It’s a funny old world just now!
The President of the United States recently pressured the heads of the nations’ largest banks to increase lending to
small business and home-owners. Obama claimed that the banks, as recipients of federal bailout funds, had an unusually heavy responsibility to take such measures in order to create more jobs and help nurse the economy back to health. All of this was done very publicly and with much fanfare. Worldwide press coverage was universally favorable.
Seems reasonable, doesn’t it?
But it is not. You are being duped. I can’t tell whether whoever writes this stuff for Obama knows the truth and skilfully skirts it, or just writes flowing prose with no connection to the truth that curries voter buy-in by blaming Wall Street and Corporate America for all that’s wrong in the world.
First of all, the Federal Reserve is now paying banks to not lend. You heard that right: the US Federal Reserve is paying banks interest on both their required reserves, which are portions of deposits they are required to retain, and their excess reserves, which are deposits the banks could lend but haven’t. Here’s the opening paragraph of the press release:
Release Date: October 6, 2008
For release at 8:15 a.m. EDT
The Federal Reserve Board on Monday announced that it will begin to pay interest on depository institutions’ required and excess reserve balances. The payment of interest on excess reserve balances will give the Federal Reserve greater scope to use its lending programs to address conditions in credit markets while also maintaining the federal funds rate close to the target established by the Federal Open Market Committee.

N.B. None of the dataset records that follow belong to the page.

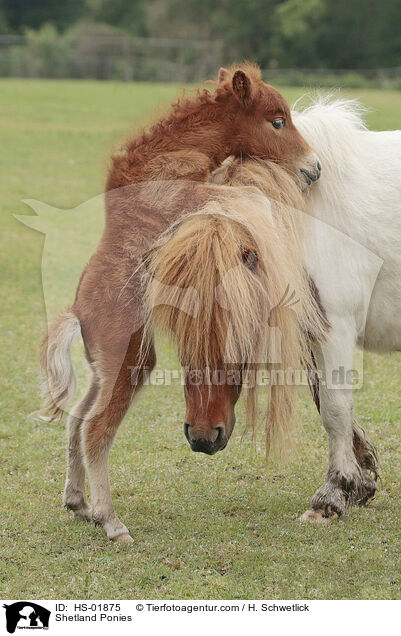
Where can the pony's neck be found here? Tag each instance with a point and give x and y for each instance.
(202, 126)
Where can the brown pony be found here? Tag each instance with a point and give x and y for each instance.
(228, 283)
(159, 175)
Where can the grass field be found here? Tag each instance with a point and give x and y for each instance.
(221, 527)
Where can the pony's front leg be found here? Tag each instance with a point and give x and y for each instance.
(348, 480)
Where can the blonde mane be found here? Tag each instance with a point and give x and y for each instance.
(205, 286)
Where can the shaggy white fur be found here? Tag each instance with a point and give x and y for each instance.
(354, 257)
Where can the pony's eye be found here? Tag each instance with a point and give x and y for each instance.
(278, 122)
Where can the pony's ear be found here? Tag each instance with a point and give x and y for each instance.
(223, 76)
(242, 87)
(249, 258)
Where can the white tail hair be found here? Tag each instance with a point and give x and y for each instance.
(59, 382)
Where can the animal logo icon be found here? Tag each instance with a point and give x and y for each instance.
(26, 615)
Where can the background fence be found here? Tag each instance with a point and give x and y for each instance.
(99, 53)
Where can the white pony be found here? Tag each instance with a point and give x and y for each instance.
(354, 259)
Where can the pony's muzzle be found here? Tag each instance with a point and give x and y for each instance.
(206, 441)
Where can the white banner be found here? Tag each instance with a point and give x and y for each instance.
(200, 617)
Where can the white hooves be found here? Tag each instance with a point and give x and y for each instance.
(123, 538)
(317, 516)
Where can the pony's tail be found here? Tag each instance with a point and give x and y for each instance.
(55, 358)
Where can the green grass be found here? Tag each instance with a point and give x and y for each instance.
(221, 527)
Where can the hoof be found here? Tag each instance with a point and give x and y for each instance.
(123, 538)
(316, 516)
(83, 514)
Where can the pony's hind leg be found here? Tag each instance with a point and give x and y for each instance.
(350, 477)
(74, 492)
(99, 431)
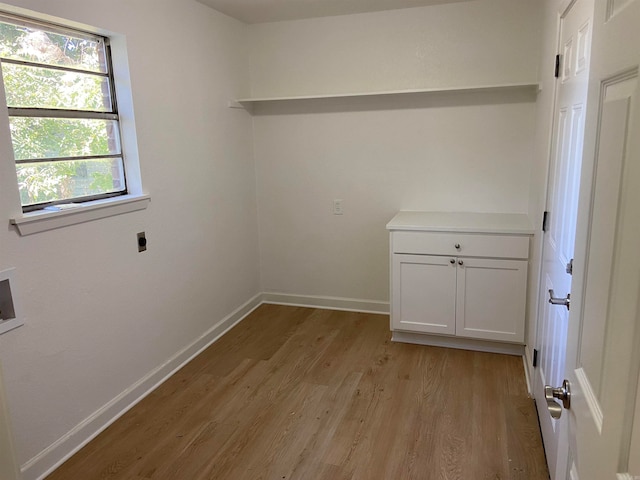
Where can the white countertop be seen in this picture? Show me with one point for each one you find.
(505, 223)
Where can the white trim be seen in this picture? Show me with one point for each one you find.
(457, 342)
(528, 375)
(328, 303)
(61, 450)
(626, 476)
(590, 398)
(41, 221)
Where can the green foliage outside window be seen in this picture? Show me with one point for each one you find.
(28, 86)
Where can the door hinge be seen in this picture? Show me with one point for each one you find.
(545, 217)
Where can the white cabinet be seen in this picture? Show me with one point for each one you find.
(468, 282)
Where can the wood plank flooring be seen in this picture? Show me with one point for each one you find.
(299, 393)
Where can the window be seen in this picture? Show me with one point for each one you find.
(63, 113)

Historically, the cost to banks of holding excess reserves has been the interest they would have earned if they had been lent. Banks hold excess reserves as a sort of cash management tool; insurance that if the bank manager misjudged their customers’ demand for cashing checks, for example, the bank wouldn’t hit the headlines as the first bank since the Great Depression that “ran out of money!” But that insurance cost them.
Now, the Federal Reserve is paying banks to hold excess reserves. They are paying banks to not lend, while President Obama scolds them for not lending! Either he doesn’t know about the Fed’s new policy, doesn’t care, or doesn’t understand. I frankly don’t know which is worst.
Secondly, how is increased lending supposed to create new jobs? Bear with me here, because the bold, brash economic truth of the matter is a bit more complicated than the press coverage and the teleprompters would have you believe.
Profits enable growth: income growth, job growth, wage growth, new businesses, more choices, and a higher quality of life. Profits are created when a business hires labor and buys or rents physical capital, combines them using processes, software, expertise, creativity, and risk-taking, and produces a product or service that a free society chooses to purchase. There is simply NO other way to create profits.
Now you need both a business to make the good, and a customer to buy the good, before you have profits. But increasing demand alone does not create profits or jobs. The way to see this is to imagine that we were at capacity output right now: increasing demand would simply increase prices, not output or jobs.
Lending to businesses – assuming they can generate enough cash flows to pay the interest charges — fuels their demand for productive capital. But the capital could sit in the corner gathering dust. It is the profit motive of businesses – what they choose to do with the new capital that the lent dollars enabled – which incents business to hire more labor and produce more efficiently. Not a scolding from the President. Particularly a President who has made it clear that he believes that “now is not the time for profits”; that the greed and excess of fat cats on Wall Street led to the financial crisis ; and that insurance companies take advantage of Americans. Not a President who presides over a Congress which is spending at record rates and raising taxes on business at every turn!